Making predictions is always a tough racket, I know that I have more than my fair share of prognostications that, after a couple of years pass, end up being way off the mark.
But there is one prediction that I made a couple of years ago that is looking to be right on target. In columns in 2005 and 2006 I predicted there were features in the (at the time) upcoming Microsoft Vista operating system that would be used against consumers and would end up making some people regret ever upgrading to Vista.
These features fit under Microsoft’s Trusted Computing umbrella and are known as PVP-OPM (Protected Video Path-Output Protection Management) and COPP (Certified Output Protection Protocol). And one of the main goals of these “features” is to enforce video digital rights management all the way from the PC hardware to the monitor it connects to.

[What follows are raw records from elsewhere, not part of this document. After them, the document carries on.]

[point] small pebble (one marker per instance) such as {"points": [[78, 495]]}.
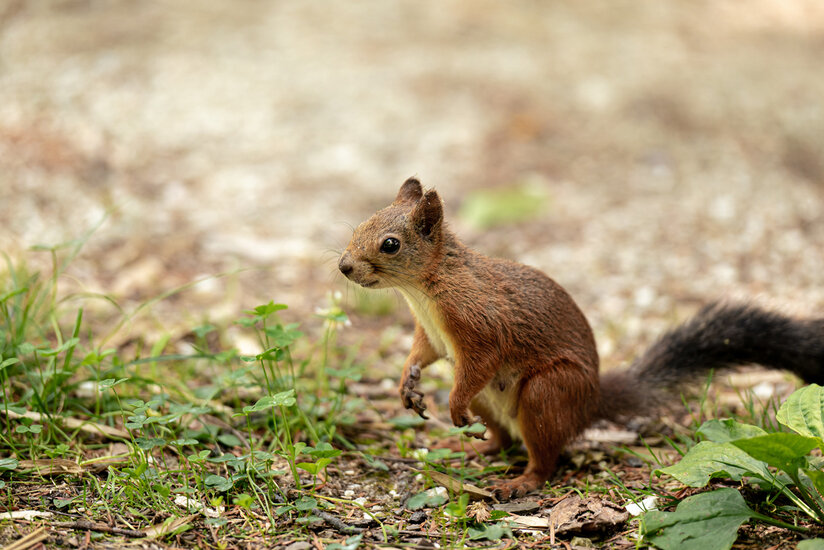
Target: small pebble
{"points": [[634, 461]]}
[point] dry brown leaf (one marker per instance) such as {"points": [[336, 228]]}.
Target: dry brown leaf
{"points": [[456, 486], [528, 522], [27, 515], [577, 515]]}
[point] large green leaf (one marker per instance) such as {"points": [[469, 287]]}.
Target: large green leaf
{"points": [[708, 521], [780, 450], [803, 411], [709, 459], [722, 431]]}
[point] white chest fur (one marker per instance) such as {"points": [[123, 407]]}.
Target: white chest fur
{"points": [[426, 312], [501, 403]]}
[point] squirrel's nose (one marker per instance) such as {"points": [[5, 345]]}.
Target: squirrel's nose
{"points": [[345, 265]]}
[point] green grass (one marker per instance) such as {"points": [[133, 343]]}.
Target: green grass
{"points": [[213, 448]]}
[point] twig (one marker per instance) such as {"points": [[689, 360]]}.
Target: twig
{"points": [[36, 536], [84, 525], [337, 523]]}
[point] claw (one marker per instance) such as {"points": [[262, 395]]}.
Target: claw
{"points": [[411, 398]]}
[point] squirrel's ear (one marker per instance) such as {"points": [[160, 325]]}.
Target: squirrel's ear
{"points": [[427, 214], [410, 191]]}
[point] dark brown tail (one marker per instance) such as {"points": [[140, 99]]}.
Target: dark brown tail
{"points": [[720, 335]]}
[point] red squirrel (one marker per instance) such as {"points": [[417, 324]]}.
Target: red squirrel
{"points": [[524, 356]]}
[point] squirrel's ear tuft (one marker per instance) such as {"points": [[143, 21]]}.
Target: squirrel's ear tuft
{"points": [[410, 191], [427, 215]]}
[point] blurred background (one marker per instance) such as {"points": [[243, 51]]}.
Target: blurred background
{"points": [[649, 156]]}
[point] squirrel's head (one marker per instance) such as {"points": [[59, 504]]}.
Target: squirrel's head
{"points": [[396, 245]]}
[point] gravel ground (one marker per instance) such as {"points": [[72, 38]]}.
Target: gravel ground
{"points": [[681, 144]]}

In those old columns I predicted that PVP-OPM in Vista would be used by video content owners to downgrade the quality of or even prevent people from viewing content that they had legally paid for if the content was being sent to a monitor connection that didn’t subscribe to new DRM protocols. Some people responded that I was just creating FUD and that these systems would never be used against good customers doing everything legally.
Well, now that Vista has been out for a year we are starting to hear from more and more customers who upgraded to Vista, went out and purchased lots of legal video content and then found that they couldn’t view the content, had to view it in an inferior resolution or ran the danger of losing the rights to view content that they had legally paid for.
On one recent blog post a reader detailed a problem he ran into while using Microsoft Vista along with Netflix’s Watch Now feature and Amazon’s Unbox downloadable movie service. This blogger seems to be the dream consumer of both the technology and the movie companies, someone who bought lots of the best, high-quality equipment and who utilizes cutting edge and legal video services.
But this person ran straight into the wall that DRM and the companies that give into it are putting up to essentially punish good customers. Because the high quality monitor the blogger purchased didn’t subscribe to DRM protections that Hollywood wants, Netflix wouldn’t play the Watch Now content. Worse, the suggested fix ran the risk of deleting the licenses to movies that the blogger had legally downloaded from Amazon Unbox.
The funny thing is, if this blogger had been running Windows XP, there wouldn’t have been any problem (yet another reason to not upgrade to Vista). This experience isn’t isolated and there are more and more examples of people who are trying to legally purchase content and running into these barriers and probably just wishing they had downloaded illegal content from Bittorrent.
So what are these cool new features in Vista accomplishing? Let me see: If you think you legally own content you purchase from online movie services, guess again. If you think you have control over PC hardware and software that you legally purchased, guess again.
I wish I had been wrong in my predictions, but the verdict now appears to be clear. When it comes to Trusted Computing, the party that isn’t trusted is you, the consumer.